Prekär ist nur die Mittelschicht : KOMMENTAR VON RALPH BOLLMANN
So sehen also die Prioritäten der deutschen Öffentlichkeit aus: Als der Deutsche Gewerkschaftsbund gestern eine neue Studie über die Perspektiven von Uni-Absolventen veröffentlichte – Stichwort: „Generation Praktikum“ –, da reichte der große Pressesaal im Gewerkschaftshaus kaum aus, um dem Medieninteresse gerecht zu werden. Zeitgleich präsentierte die Friedrich-Ebert-Stiftung dramatische Zahlen über das Schicksal von Hauptschulabsolventen. Gerade fünf Journalisten verloren sich in einem Nebenzimmer der Bundespressekonferenz.
Diese verzerrte Wahrnehmung zeigte sich auch in der erstaunlichen Verwirrung, die sich um den Begriff „prekär“ entwickelt hat. In Frankreich und Italien bezeichnet man damit die Lage eines neuen akademischen Proletariats, die im Bonmot von der „Generation Praktikum“ seine treffende deutsche Übersetzung fand. „Prekär“ bedeutet damit: Man gehört soziokulturell zur Mittelschicht und hält an einem bürgerlichen Lebensentwurf fest. Materiell aber ist man vom sozialen Abstieg bedroht. Wohlgemerkt, die Betonung liegt auf dem Wort „bedroht“.

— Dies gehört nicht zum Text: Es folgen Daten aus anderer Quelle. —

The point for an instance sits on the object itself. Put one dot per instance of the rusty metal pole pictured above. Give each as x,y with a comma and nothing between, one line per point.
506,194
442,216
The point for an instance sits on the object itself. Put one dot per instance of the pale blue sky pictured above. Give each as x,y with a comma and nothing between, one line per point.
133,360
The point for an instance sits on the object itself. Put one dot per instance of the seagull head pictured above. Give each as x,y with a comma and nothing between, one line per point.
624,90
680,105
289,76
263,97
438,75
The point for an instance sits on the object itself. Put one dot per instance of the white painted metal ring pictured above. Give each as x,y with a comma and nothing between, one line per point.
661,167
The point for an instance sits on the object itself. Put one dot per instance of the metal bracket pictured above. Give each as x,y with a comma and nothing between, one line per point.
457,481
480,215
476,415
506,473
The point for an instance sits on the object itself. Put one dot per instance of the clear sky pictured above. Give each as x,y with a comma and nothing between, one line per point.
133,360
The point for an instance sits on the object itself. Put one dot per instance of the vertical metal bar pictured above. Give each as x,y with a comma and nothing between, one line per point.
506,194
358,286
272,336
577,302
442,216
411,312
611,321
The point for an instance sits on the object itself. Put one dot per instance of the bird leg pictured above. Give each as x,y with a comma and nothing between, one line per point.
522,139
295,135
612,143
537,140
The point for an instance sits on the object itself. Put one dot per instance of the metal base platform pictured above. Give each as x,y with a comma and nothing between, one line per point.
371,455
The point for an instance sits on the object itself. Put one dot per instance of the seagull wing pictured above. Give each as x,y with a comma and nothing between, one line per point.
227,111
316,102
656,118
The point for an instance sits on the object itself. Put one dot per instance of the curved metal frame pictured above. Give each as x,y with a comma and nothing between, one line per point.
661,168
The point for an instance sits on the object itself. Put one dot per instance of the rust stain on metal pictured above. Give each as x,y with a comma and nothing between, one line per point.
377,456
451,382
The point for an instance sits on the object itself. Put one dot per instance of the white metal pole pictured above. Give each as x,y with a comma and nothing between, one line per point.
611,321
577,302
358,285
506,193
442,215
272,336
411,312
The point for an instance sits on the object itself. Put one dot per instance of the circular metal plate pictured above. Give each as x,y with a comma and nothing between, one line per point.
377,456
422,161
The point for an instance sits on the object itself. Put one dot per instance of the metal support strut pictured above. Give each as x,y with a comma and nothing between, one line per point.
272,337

In der Debatte über die Unterschicht wurde der Begriff dann plötzlich auch für all jene verwendet, die bereits abgestiegen sind. Das aber ist das genaue Gegenteil von „prekär“ – und bezeichnend für die Debatte in Deutschland, das durchaus Züge einer neuen Klassengesellschaft aufweist. Die Unterschicht wird hier erst zum Thema, wenn sie ein Label verpasst bekommt, das der Mittelschicht aus ihrem selbstreflexiven Diskurs vertraut ist.
Das erweckt den irrigen Eindruck, die Probleme seien vergleichbar. So ist es aber nicht. Denn im Vergleich zu den Nichtakademikern, von denen nur noch 43 Prozent einen regulären Ausbildungsplatz finden, ist die Lage der Uni-Absolventen noch vergleichsweise kommod: Nur 4 Prozent sind hier drei Jahre nach dem Abschluss noch ohne Job. Die unbefristeten Stellen im öffentlichen Dienst, die für Akademiker früher die Regel waren, sind heute zwar rar geworden, und beileibe nicht jeder kann in seinem Traumberuf Fuß fassen. Die meisten aber finden am Ende dennoch ihren Platz. Insofern sind die Sorgen der Mittelschicht eher ein Lebensabschnittsproblem.